Create common Pandas Dataframe with all Data to do further analysis

In [4]:
import pandas as pd

DATA_DIR = "/workspaces/bakery_sales_prediction/0_DataPreparation/raw-data"

## Holidays for SH
- Request Holidays from API
- Combine single dataframe with the holidays

In [9]:
all_holidays = []

for year in range(2013, 2020):
    holidays = pd.read_json(f'https://feiertage-api.de/api/?jahr={year}&nur_land=SH').T
    for holiday_name, row in holidays.iterrows():
        all_holidays.append({
        'datum': row['datum'],
        'holiday_name': holiday_name
        })
    
df_holiday = pd.DataFrame(all_holidays)
df_holiday['datum'] = pd.to_datetime(df_holiday['datum'])
df_holiday = df_holiday.sort_values('datum')

In [None]:
# Load the CSV files
# file1 = f'{DATA_DIR}/umsatzdaten_gekuerzt.csv'
file2 = f'{DATA_DIR}/wetter.csv'
file3 = f'{DATA_DIR}/kiwo.csv'
file4 = f'{DATA_DIR}/holidays.school.sh.csv'
file5 = f'{DATA_DIR}/holstein_kiel.csv'
file6 = f'{DATA_DIR}/thw_kiel_heimspiel.csv'
# umsatz = pd.read_csv(file1)
wetter = pd.read_csv(file2, parse_dates=['Datum'])
kiwo = pd.read_csv(file3, parse_dates=['Datum'])
school_holidays = pd.read_csv(file4, sep=";", usecols=["StartDate","EndDate","Name"], parse_dates=["StartDate","EndDate"])
holstein_kiel = pd.read_csv(file5, sep=";", index_col=False, parse_dates=['Datum'], usecols=["Datum","Heimspiel"], dayfirst=True)
thw_kiel = pd.read_csv(file6, sep=";", parse_dates=['Datum'], dayfirst=True)

# print(wetter.info())
# print(kiwo.info())
# print(school_holidays.info())
# print(holstein_kiel.info())
# print(thw_kiel.info())


Merge data sets

In [None]:
# Merge the datasets on the "Datum" column
merged_df = pd.merge(umsatz, wetter, on='Datum', how='outer')
merged_df = pd.merge(merged_df, kiwo, on='Datum', how='outer')
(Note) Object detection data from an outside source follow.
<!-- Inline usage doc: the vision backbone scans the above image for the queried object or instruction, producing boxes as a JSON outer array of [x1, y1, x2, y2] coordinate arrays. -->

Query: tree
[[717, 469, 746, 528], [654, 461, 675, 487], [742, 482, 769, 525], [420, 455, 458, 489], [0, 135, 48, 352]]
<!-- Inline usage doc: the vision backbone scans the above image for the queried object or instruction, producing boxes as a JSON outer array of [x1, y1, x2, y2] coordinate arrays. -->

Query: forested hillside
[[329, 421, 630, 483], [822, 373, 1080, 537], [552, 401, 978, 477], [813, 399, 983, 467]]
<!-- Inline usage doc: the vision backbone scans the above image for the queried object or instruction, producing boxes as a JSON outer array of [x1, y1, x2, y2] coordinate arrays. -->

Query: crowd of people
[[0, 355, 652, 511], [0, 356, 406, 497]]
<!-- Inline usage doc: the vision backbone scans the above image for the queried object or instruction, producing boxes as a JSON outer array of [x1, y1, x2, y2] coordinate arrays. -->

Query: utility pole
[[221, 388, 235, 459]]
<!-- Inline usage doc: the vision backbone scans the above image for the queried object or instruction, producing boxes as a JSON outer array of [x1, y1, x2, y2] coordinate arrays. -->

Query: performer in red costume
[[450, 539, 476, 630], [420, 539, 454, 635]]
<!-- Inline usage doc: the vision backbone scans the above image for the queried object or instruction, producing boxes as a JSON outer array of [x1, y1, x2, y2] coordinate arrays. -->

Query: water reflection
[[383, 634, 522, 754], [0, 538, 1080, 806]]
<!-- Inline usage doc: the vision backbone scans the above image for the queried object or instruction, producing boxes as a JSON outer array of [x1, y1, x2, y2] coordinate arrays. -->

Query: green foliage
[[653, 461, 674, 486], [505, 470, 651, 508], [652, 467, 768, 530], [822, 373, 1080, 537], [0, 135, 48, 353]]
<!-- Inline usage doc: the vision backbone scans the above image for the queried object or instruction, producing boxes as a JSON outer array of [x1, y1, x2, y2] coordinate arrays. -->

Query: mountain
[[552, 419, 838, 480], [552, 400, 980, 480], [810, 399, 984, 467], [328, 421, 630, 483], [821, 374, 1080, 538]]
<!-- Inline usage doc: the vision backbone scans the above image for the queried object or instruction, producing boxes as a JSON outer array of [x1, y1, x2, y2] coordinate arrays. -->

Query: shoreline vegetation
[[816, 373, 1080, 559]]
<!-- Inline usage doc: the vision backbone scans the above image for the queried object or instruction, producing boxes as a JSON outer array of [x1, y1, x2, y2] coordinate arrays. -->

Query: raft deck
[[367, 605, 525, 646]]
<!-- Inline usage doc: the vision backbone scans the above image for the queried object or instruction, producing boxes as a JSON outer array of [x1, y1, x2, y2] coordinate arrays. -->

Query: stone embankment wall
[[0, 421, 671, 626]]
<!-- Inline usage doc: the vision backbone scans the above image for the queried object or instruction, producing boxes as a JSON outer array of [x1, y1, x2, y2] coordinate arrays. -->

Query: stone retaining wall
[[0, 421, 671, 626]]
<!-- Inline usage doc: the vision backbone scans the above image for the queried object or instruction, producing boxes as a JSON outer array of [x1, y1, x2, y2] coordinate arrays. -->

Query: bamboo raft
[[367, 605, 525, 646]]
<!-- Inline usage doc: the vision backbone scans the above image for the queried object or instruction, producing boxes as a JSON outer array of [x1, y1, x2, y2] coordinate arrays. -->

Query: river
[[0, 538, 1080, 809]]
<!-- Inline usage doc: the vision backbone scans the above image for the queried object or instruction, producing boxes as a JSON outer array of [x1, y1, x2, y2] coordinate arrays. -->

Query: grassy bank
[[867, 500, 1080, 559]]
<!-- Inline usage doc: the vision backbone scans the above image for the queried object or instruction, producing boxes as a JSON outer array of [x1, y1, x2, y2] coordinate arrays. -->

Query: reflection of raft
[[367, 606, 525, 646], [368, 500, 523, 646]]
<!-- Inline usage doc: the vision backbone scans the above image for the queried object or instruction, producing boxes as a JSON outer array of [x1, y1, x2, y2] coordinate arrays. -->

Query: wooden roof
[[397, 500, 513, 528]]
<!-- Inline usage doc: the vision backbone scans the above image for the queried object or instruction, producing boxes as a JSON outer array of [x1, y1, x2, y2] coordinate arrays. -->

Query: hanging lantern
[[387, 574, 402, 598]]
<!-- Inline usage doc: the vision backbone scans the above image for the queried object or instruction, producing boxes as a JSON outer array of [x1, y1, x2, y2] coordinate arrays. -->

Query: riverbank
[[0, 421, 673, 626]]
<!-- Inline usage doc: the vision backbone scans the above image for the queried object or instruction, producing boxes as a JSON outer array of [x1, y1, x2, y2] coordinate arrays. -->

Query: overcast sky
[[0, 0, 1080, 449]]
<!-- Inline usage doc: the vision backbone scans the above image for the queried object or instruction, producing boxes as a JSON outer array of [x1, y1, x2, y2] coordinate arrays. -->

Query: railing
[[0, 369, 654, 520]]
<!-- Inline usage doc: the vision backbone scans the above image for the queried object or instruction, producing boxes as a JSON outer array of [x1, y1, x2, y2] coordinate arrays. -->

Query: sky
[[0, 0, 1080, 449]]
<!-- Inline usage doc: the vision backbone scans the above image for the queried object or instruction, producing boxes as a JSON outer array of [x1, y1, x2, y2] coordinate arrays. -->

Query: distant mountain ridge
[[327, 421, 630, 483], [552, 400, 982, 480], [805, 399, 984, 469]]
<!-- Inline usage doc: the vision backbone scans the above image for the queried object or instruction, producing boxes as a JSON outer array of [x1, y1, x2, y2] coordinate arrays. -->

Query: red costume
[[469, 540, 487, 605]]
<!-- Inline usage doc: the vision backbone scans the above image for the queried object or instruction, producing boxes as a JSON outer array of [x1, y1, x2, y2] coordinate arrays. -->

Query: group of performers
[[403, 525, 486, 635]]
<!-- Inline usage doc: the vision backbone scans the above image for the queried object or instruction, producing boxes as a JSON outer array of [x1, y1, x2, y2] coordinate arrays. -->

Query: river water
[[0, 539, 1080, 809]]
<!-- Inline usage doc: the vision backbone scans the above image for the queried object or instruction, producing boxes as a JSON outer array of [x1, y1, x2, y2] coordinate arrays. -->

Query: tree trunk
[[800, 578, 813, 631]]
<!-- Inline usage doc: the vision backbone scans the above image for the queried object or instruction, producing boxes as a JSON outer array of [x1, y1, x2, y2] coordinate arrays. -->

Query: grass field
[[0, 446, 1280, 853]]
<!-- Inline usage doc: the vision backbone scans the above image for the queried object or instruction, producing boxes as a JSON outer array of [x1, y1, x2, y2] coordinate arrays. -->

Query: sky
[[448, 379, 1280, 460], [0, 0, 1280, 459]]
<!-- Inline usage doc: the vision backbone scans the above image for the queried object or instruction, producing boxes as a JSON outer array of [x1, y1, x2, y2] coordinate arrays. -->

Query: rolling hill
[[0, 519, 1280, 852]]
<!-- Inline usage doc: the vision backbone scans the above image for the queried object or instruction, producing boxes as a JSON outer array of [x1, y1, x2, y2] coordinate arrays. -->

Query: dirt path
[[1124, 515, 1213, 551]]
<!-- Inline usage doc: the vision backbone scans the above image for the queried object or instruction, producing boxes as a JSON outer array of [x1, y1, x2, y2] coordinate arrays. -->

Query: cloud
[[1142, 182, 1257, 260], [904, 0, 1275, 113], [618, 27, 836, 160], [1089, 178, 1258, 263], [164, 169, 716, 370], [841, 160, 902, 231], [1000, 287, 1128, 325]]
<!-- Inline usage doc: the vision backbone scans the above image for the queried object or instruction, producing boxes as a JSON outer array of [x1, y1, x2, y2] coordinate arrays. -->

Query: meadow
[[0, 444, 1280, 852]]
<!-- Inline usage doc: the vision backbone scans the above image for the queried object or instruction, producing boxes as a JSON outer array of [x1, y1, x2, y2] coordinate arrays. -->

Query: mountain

# Display the first few rows of the merged dataframe
merged_df.head()

Create overview about missing data

In [None]:
import matplotlib.pyplot as plt

# Prepare data for visualization
columns = merged_df.columns.drop('Datum')  # Exclude the date column
dates = pd.to_datetime(merged_df['Datum'])

# Create a binary representation for data presence (1 if data is present, 0 otherwise)
presence_data = merged_df[columns].notna().astype(int)
presence_data['Datum'] = dates

# Reshape data for plotting
melted_data = presence_data.melt(id_vars='Datum', var_name='Column', value_name='Has Data')

# Plotting
plt.figure(figsize=(15, 8))
for i, column in enumerate(columns):
    column_data = melted_data[melted_data['Column'] == column]
    plt.scatter(
        column_data['Datum'], 
        [i] * len(column_data), 
        c=column_data['Has Data'], 
        cmap='coolwarm', 
        label=column, 
        marker='|'
    )

# Customizing the plot
plt.yticks(range(len(columns)), columns)
plt.xlabel("Date")
plt.ylabel("Columns")
plt.title("Data Presence Across Columns Over Time")
plt.grid(axis='x', linestyle='--', alpha=0.5)
plt.legend(title="Columns", loc='upper left', bbox_to_anchor=(1.05, 1), fontsize='small')
plt.tight_layout()
plt.show()


save common data frame

In [11]:
# Save the merged dataframe to a CSV file
merged_df.to_csv('/workspaces/bakery_sales_prediction/0_DataPreparation/01_merged_data.csv', index=False)